Last updated: March 2026
On-chain clustering algorithms are computational methods used by blockchain forensics investigators to group multiple cryptocurrency addresses under a single controlling entity, transforming the raw transaction graph of a public blockchain into structured ownership clusters attributable to known individuals, organizations, or criminal actors. These algorithms identify behavioral and structural patterns across the blockchain ledger that suggest shared custody of different addresses. Without effective clustering algorithms, investigators would need to manually examine each address in isolation, making it practically impossible to build a complete picture of fund flows in large-scale cryptocurrency investigations.
Crypto Trace Labs applies advanced on-chain clustering algorithms in every blockchain investigation it conducts, combining industry-leading blockchain analytics platforms with proprietary graph analysis methodologies developed through direct operational case experience. Founded by VP and Director-level executives formerly of Blockchain.com, Kraken, and Coinbase, ACAMS-accredited, MLRO-qualified across the UK, US, and EU, and Chartered Fellow Grade at the CMI, Crypto Trace Labs serves law enforcement agencies, regulated financial institutions, and private clients who need professional clustering analysis to support crypto asset recovery, AML compliance programs, and financial crime investigations.
Key Takeaways
- Common-input ownership clustering links 70%+ of grouped addresses: The co-spend heuristic remains the most widely applied clustering algorithm, grouping addresses that appear together as transaction inputs under single entity ownership.
- Graph-based clustering detects behavioral patterns across millions of addresses: Modern blockchain analytics platforms apply graph neural networks and network analysis to identify ownership clusters from spending pattern similarities, not just direct co-spend events.
- Entity clustering reduces an investigation from 10,000 addresses to under 100 clusters: According to Chainalysis (2024), advanced clustering typically reduces the analytical footprint of an investigation by 95 to 99 percent, making large-scale investigations feasible.
- Seed-and-expand clustering follows fund trails through up to 15 degrees of separation: Starting from a single known address and expanding the cluster through connected transactions allows investigators to map entire criminal fund networks.
- False positive rates below 3% are achievable with multi-factor validation: Combining three or more independent clustering signals produces highly reliable ownership attribution suitable for court-admissible expert witness reporting.
Why This Matters
Address clustering is the step where blockchain forensics either succeeds or fails. An investigation that misattributes a cluster, incorrectly grouping unrelated addresses into a single entity, produces findings that collapse under cross-examination. Conversely, validated clustering can compress 50,000 suspect addresses down to fewer than 100 controlled entities, transforming an unmanageable dataset into actionable intelligence.

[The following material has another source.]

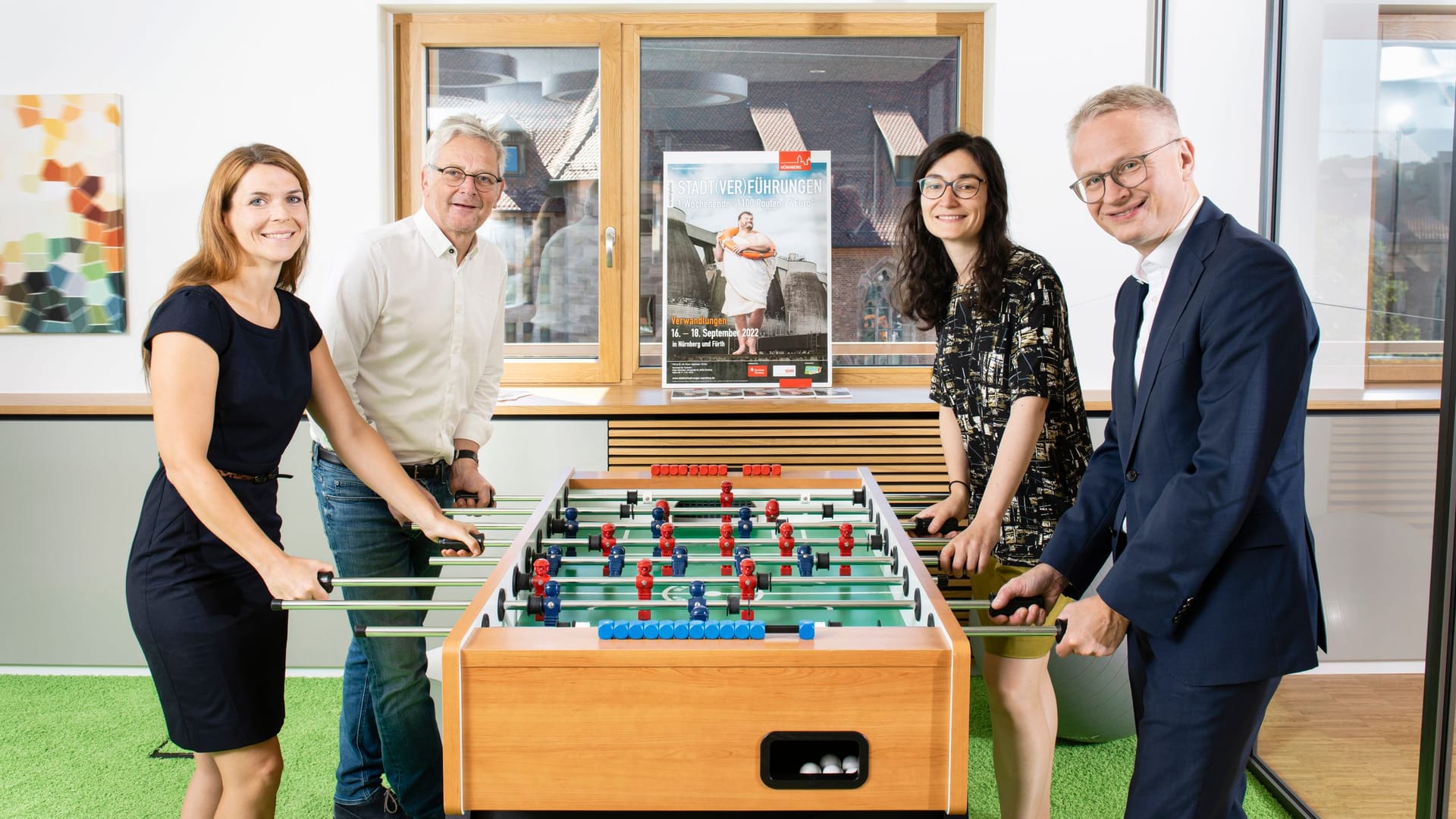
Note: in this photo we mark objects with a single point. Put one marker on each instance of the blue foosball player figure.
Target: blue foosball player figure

For legal teams, understanding clustering algorithms determines what challenge questions to pose to expert witnesses. For compliance teams, it determines how much confidence to place in platform-generated attribution. Clustering accuracy is the single biggest technical variable in whether a crypto asset recovery or prosecution succeeds.
The Co-Spend Clustering Algorithm Explained
The co-spend clustering algorithm, also called the common-input ownership heuristic, is defined as the method of grouping wallet addresses that appear together as inputs signing a single transaction, based on the principle that completing such a transaction requires possession of all contributing addresses’ private keys simultaneously. By scanning the full transaction history of a blockchain and applying this rule consistently, the algorithm groups thousands of individually created addresses into entity-level ownership clusters.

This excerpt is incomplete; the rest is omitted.